If you've ever splurged on a good bar of chocolate in this city, chances are you've heard of Marou. The independent Saigon-based chocolatier is responsible for a series of hand-picked, single-origin artisanal chocolate bars from various provinces in southern Vietnam.
Well, the word is now apparently out to the rest of the world, thanks to a recent write-up in the New York Times. The American news giant profiled Marou founders Samuel Maruta and Vincent Mouru, both of whom have French heritage. Prior to opening the company in 2011, neither founder had any experience in the chocolate business, however the pair managed to create a product that blends Vietnamese ingredients with French technique and is now being sold not only in the country but around the world.
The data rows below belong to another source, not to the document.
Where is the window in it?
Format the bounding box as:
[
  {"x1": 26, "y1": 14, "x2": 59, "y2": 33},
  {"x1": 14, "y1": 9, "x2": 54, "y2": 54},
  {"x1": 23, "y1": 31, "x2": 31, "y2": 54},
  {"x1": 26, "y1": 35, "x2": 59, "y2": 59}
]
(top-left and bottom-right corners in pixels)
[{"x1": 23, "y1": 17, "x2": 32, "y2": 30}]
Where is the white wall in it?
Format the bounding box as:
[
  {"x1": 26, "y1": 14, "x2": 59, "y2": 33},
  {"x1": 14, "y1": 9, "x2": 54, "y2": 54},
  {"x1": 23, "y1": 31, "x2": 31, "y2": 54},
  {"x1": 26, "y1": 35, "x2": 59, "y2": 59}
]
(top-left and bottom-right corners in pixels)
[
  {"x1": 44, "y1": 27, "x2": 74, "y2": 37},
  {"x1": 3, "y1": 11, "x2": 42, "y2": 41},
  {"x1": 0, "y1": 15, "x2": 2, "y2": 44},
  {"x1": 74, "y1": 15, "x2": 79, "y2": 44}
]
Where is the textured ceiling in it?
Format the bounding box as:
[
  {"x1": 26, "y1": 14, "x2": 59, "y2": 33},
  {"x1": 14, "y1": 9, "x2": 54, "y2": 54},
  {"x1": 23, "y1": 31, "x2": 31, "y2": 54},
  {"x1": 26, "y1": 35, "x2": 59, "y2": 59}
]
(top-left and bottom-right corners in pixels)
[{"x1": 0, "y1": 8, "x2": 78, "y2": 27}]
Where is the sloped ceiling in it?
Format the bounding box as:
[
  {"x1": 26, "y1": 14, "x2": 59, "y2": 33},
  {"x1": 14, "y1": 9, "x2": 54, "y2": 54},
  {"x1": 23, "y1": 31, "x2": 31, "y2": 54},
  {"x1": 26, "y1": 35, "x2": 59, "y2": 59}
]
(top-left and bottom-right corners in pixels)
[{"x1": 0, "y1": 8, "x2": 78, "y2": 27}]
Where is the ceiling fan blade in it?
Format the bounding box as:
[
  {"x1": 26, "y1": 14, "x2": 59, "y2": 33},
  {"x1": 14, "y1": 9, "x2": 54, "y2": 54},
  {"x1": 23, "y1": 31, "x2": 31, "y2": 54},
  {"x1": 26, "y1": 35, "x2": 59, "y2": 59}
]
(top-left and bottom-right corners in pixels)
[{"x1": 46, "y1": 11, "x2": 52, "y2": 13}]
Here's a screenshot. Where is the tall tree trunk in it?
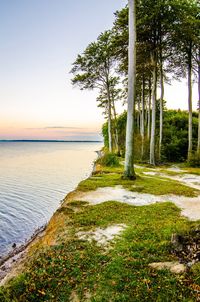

‘‘We make a very French chocolate as far as technique goes,’’ Maruta told the Times. ‘‘Most Vietnamese like much sweeter, blander chocolate. But as far as the raw material goes, it’s also distinctly Vietnamese.’’
For Marou, the secret lies in its founders' ability to control every aspect of the chocolate-making process, from farm to shop. The beans for their Tan Phu Dong chocolate, for instance, is grown on the Mekong Delta island of the same name.
Once ripe, the cacao seeds are fermented in wooden crates for six days, sun-dried on bamboo mats and hand-picked for each chocolate bar. Back at the company's factory on the outskirts of Saigon, cacao beans are then roasted, shucked, ground into a paste and heated to create the final product.
Vietnam grows primarily trinitario and criollo beans, both considered high-brow varietals in the world of cacao, and thanks to Marou's meticulous selection process and single-origin bars, the resulting chocolate boasts an array of flavors, from licorice and tobacco to a hint of spice.